Meat Sheet no.18 Pheasant

Harvest is in, the clocks have changed and salads, picnics and outdoor dining are over for the year. With imports and freezers, few things are truly seasonal but the seasons for game are about as close as we come. I’m not sure whether, historically they’re for the benefit of the birds or the toffs who shoot them. The pheasant season runs from October 1st to February 1st but it really kicks in in November when the birds are big enough to be worth eating.

“Up gets a guinea, bang goes a penny-halfpenny and down comes half a crown” pretty much sums up the economics of pheasant shooting but it would be even worse without the half crown so we might as well eat them. With the growth of formal, large scale recreational shooting with beaters and drives, pheasant has become as much the food of the masses as the squirarchy. Hugh FW might lament the fact that they’re not truly wild and tend to be given a bit of grain throughout the autumn but I see them miles from any feeders picking away at whatever they can find, so they must be getting a fairly varied diet…and, they are about as free range as they can be.

It might be easily affordable but pheasant is one of the hardest meats to cook. Even plump, young birds will have put in a lot of leg work and, unlike chickens and turkeys, they actually do fly so even the breast can be dry when roasted. Generally, it’s either very slow or very fast (breasts only) but get it right and roast pheasant can be pretty good; especially with bread sauce. As usual, hens make better eating than cocks and pick birds with a good covering of yellow fat.

I didn’t cook a pheasant for years until I tried cooking overnight, sous vide (in a bag) at 54°C. I cut the breast fillets and legs away from the carcasses and finished in a medium oven – legs first (for 25 minutes) and breasts, skin side up, for the last ten minutes. Even though I say it myself, it was a bit of a triumph.

But it was a labour of love and once I’d re-convinced myself that pheasant was, in fact, worth eating, I set about finding a simpler way of removing the lottery factor. With legs taking longer to cook than breast they either need to be cooked separately  or, somehow, subjected to different methods. Poaching the legs in liquid whilst the breast gently steams is the way to go but first you need to prep the bird. Drumsticks are always going to be so stringy with tendons that it’s best to cut them off, with the hocks, before you start. Then you can cut down between the breast and thigh, pushing the thigh down so it’s horizontal and easily covered with liquid (as in the recipe below).

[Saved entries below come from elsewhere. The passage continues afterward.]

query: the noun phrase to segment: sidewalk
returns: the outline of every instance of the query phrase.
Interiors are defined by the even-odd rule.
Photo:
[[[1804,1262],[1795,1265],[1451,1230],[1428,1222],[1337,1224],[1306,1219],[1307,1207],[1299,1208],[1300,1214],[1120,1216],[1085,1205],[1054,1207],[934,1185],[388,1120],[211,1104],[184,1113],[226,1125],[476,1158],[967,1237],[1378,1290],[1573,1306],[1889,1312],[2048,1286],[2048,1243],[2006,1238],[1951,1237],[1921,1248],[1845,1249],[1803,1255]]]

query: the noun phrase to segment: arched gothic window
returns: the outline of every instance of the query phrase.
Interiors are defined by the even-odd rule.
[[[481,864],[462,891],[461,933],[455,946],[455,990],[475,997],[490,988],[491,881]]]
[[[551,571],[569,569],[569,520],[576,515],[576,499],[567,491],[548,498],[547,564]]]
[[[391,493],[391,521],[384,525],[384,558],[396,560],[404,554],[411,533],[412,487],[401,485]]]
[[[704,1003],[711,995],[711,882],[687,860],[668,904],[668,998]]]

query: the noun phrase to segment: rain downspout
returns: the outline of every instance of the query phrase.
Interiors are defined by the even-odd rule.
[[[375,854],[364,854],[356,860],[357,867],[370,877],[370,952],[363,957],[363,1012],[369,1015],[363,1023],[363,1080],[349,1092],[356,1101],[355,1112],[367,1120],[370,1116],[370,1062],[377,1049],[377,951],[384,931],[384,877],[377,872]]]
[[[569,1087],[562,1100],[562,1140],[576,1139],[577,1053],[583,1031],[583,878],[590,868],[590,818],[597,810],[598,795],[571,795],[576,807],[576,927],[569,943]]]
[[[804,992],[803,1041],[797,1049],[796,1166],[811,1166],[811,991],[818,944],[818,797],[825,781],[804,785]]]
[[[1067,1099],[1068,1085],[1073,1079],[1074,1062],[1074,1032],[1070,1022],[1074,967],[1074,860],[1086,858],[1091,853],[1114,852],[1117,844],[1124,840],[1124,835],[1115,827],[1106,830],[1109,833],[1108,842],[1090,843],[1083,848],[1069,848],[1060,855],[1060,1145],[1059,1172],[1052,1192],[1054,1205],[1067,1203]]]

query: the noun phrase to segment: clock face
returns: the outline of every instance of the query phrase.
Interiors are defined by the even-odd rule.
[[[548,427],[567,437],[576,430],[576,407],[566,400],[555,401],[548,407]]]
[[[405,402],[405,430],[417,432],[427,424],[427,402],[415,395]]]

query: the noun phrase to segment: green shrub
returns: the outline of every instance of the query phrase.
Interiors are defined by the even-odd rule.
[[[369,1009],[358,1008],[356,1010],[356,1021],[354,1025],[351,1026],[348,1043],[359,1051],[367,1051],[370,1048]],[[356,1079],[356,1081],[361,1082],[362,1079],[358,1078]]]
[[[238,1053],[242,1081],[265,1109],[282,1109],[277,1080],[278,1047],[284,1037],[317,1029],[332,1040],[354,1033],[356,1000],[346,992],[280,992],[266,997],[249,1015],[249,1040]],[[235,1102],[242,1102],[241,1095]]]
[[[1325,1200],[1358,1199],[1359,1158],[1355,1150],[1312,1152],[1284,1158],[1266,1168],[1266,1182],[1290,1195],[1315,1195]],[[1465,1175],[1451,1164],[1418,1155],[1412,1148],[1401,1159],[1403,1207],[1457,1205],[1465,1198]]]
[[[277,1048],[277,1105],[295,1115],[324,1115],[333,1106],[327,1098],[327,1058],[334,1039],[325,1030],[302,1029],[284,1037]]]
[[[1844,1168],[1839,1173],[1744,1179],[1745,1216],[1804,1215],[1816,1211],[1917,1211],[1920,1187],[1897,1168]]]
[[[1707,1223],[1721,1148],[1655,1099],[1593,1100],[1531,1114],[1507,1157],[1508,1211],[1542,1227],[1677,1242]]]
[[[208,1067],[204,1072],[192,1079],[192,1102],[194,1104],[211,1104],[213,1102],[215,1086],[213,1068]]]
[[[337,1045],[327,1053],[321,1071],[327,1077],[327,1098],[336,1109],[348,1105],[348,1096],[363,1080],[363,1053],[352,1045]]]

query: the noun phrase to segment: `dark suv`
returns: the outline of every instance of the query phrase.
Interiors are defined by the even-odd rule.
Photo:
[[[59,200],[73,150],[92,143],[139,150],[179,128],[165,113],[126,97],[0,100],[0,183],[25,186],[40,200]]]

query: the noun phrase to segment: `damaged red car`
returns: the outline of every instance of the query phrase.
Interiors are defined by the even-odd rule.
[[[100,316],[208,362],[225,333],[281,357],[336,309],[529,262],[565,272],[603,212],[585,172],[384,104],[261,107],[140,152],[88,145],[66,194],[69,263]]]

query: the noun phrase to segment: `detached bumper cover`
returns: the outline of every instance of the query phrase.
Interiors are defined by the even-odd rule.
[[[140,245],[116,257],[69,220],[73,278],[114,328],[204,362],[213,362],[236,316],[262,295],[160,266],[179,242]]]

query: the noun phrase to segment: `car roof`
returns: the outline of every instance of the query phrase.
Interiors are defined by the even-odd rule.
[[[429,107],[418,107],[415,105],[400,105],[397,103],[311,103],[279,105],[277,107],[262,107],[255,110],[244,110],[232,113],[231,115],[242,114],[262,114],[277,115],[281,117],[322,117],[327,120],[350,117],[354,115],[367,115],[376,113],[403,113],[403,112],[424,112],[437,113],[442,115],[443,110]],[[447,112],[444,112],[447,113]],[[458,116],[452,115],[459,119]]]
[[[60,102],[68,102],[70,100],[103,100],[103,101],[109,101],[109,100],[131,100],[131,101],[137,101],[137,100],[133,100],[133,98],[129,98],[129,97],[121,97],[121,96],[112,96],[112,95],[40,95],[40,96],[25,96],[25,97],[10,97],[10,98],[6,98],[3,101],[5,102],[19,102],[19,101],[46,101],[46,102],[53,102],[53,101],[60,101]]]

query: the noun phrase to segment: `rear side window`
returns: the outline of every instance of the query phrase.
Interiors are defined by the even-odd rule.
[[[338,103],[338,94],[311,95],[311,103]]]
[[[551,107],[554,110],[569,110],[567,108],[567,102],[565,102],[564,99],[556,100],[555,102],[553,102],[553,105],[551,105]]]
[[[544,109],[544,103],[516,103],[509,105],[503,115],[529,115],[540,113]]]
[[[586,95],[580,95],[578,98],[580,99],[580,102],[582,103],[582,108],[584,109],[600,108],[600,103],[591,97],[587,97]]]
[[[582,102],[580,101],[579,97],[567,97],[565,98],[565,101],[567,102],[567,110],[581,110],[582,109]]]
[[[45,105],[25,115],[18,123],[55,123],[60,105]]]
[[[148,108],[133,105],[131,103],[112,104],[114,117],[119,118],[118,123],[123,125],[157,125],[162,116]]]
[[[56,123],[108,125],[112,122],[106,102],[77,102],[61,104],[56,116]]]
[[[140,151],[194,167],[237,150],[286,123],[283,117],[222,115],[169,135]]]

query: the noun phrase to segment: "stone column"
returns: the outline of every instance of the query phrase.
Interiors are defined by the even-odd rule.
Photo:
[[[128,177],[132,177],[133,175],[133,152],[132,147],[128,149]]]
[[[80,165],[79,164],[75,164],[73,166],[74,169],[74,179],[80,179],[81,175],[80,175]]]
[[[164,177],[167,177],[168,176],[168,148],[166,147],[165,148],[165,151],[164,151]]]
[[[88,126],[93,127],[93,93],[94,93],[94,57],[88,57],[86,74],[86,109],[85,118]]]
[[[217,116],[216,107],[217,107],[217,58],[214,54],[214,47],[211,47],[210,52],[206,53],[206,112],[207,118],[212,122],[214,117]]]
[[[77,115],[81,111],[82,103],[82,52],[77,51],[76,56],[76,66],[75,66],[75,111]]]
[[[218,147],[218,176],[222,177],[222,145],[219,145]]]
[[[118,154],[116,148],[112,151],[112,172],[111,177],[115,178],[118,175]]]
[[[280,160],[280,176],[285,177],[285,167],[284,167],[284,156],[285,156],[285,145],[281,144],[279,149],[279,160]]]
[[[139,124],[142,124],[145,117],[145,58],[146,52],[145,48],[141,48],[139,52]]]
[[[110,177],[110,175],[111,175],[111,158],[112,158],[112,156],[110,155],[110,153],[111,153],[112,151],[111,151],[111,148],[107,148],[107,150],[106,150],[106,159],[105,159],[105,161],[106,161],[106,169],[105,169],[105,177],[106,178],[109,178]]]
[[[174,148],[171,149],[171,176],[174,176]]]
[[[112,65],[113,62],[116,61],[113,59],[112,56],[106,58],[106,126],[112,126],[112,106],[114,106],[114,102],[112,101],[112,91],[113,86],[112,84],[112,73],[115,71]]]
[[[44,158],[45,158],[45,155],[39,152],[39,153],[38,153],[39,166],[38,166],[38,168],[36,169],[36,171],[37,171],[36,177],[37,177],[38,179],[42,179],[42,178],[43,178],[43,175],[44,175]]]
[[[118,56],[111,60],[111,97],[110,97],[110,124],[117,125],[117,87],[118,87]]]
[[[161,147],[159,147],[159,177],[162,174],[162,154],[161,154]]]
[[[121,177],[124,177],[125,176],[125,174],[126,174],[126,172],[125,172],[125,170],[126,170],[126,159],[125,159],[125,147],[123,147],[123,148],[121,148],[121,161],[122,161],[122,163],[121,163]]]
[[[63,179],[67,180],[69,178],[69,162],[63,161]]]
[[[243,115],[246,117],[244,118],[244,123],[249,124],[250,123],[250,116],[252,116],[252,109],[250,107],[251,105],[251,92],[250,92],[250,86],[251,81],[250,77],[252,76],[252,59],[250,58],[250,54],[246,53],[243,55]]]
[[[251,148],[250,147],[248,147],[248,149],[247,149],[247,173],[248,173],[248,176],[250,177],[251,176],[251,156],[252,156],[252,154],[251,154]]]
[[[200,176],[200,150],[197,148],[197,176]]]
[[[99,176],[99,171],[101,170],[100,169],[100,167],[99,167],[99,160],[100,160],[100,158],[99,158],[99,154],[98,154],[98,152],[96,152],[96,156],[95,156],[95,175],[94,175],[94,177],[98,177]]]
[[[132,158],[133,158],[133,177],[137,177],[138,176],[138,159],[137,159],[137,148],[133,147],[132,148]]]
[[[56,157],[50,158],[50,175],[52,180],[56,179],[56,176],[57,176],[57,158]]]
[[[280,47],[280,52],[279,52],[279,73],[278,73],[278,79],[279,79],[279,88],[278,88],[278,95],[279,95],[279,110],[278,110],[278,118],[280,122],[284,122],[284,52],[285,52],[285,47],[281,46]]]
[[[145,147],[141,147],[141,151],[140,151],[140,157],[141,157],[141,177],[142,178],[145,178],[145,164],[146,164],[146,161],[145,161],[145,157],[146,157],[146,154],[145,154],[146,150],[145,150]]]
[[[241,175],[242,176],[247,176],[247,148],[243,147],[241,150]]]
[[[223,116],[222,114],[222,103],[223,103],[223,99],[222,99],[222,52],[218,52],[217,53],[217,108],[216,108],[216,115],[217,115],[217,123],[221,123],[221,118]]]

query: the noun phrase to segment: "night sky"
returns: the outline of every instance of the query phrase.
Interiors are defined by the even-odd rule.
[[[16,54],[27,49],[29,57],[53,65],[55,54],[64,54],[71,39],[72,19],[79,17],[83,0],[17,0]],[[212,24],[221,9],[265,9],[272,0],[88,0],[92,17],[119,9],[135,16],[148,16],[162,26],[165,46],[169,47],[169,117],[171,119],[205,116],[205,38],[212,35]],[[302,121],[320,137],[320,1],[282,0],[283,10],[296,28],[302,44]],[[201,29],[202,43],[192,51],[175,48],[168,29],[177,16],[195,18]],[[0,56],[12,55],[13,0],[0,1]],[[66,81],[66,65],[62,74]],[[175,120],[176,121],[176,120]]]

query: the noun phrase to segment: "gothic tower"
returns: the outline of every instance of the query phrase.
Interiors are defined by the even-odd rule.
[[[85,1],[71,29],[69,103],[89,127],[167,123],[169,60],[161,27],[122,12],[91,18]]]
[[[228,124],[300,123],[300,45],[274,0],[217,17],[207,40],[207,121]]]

Braised pheasant with cabbage and Montbeliard sausage ~

(an old Simon Hopkinson recipe given the extra embellishment of a few smoked BFS Montbeliard sausages)

25 g butter

4 thick slices of fat, streaky bacon, cut into squares

salt and pepper

1 dressed pheasant

2 smoked Montbeliard sausages, cut into 1 cm slices

10 large cloves of garlic, peeled

2 large shallots, finely chopped

75 ml white wine

100 ml good chicken stock

3-4 sprigs fresh thyme

1 medium savoy cabbage, outer leaves removed and cut into wedges – core trimmed off

Preheat the oven to 125°C/ gas mark 1/2

Heat the butter in a large pan and add the bacon. Fry over low/medium heat until the bacon has given off a fair bit of fat. Transfer to a medium lidded casserole or Le Cruset pan. Season the pheasant with salt and pepper and brown all over in the pan. Transfer to the casserole. Deglaze the pan, add the wine and stock and bring to the simmer. Quickly soften the cabbage in the wine and stock and transfer to the casserole. Tip in the liquids and add the thyme. The liquid should just cover the pheasant thighs. Bring to the simmer , cover with a cartouche of baking parchment ( it’s definitely worth it) lid and cook in the oven for 2 – 2.5 hours. Remove the bird with tongs or fork and cut down on either side of the breast bone to separate the breast and thigh from the carcass. Serve with plain boiled potatoes.

If there is any left, add some pearly barley and chicken stock for a satisfying broth the next day.